Esta conversación versa sobre su trabajo junto al Nuevo Ejército del Pueblo (NPA, por sus siglas en inglés) en Filipinas, país al que llegó 2013 tras obtener una plaza como Visiting Research Fellow en el Centre for International Studies, University of the Philippines Diliman, en Manila. Como resultado de su inmersión y participación activa en la guerrilla, Polo realizó la película El barro de la revolución (2019) y un volumen compilatorio de poesía revolucionaria del NPA, en el marco de su muestra en el Centro de Arte 2 de Mayo de Madrid, “Paloma Polo. El Barro de la Revolución” (2019).

Miguel y Alejandro.

Uno de los ejes más debatidos sobre estética de la ecología política es la crítica al binarismo, lo que en términos más concretos puede pensarse como una crítica de la división entre sujeto y objeto, en este caso de la representación. ¿Tenías estas cuestiones presentes durante tu trabajo con la guerrilla del NPA?

Film still. Video HD.
120’ 8’’. Colour and sound. 2019

Paloma:

Sin poder ahondar en la complejidad de los marcos y discusiones que se dan desde la crítica al binarismo, sí quisiera abordar cómo se entiende esta cuestión —o mejor dicho cómo se trabaja— en la lucha filipina pues quizás sea la mejor manera de explicar este movimiento de lucha. La política filipina no está, en la práctica, tratando al Estado o a la revolución como a un objeto, ni como a un significante universalizado. El segmento actual de su proceso revolucionario se refunda en 1968 desde una serie de prescripciones correctas puesto que lo impulsan exitosamente. Yo pienso que no se trata tanto de concepciones apriorísticas sino de entender que el mundo del futuro ha de verse reflejado en la configuración de la lucha y de su organización ahora. Y, por tanto, que este es un proceso constante de transformación que ha de ponerse en cuestión y reconsiderarse cotidianamente.
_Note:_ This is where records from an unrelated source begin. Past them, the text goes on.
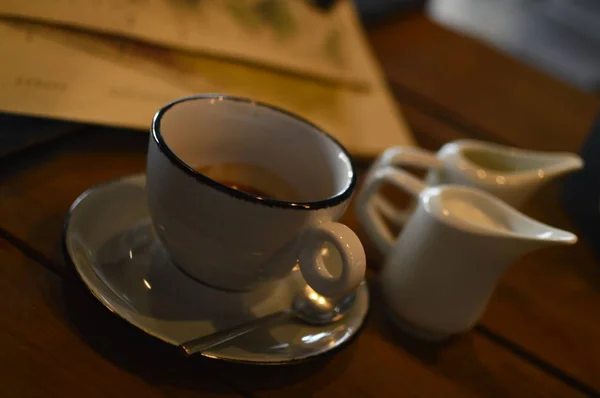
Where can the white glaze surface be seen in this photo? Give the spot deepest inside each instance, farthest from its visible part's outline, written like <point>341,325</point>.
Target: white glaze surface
<point>238,243</point>
<point>111,242</point>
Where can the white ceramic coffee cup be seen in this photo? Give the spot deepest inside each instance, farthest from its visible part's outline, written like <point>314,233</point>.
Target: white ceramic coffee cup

En términos del antropólogo Sylvain Lazarus, la conciencia política filipina no es una toma de consciencia de la situación, sino hacer frente a la situación. Desde mi punto de vista ha funcionado por esta razón y ha sabido rectificar cuando en algunos momentos —como en los 90— dejó de hacer frente a la situación, desligándose del pueblo y la realidad en pos de un giro militarista y, en otra vertiente y facción, hacia un viraje parlamentarista.

Estoy de acuerdo con Lazarus cuando afirma que el pensamiento de las personas —en el mejor de los términos políticos— es una relación de lo real y no una relación con lo real. Él rechaza esta última formulación porque se sostiene en la relación sujeto-objeto. Me interesa la revolución filipina porque rompe hábilmente con el binomio teoría-práctica y con el cientifismo y, por lo tanto, no opera tratando de tender puentes entre lo objetivo y lo subjetivo. Su hacer en política es indistinguible de su pensar la política. Yo diría que esto se debe a la cosmovisión indígena —que no se rige por tales demarcaciones—, pues la implantación del partido se conjuga armoniosamente con formas de gobierno propias de las comunidades indígenas y de sus estructuras de pensamiento y liderazgo.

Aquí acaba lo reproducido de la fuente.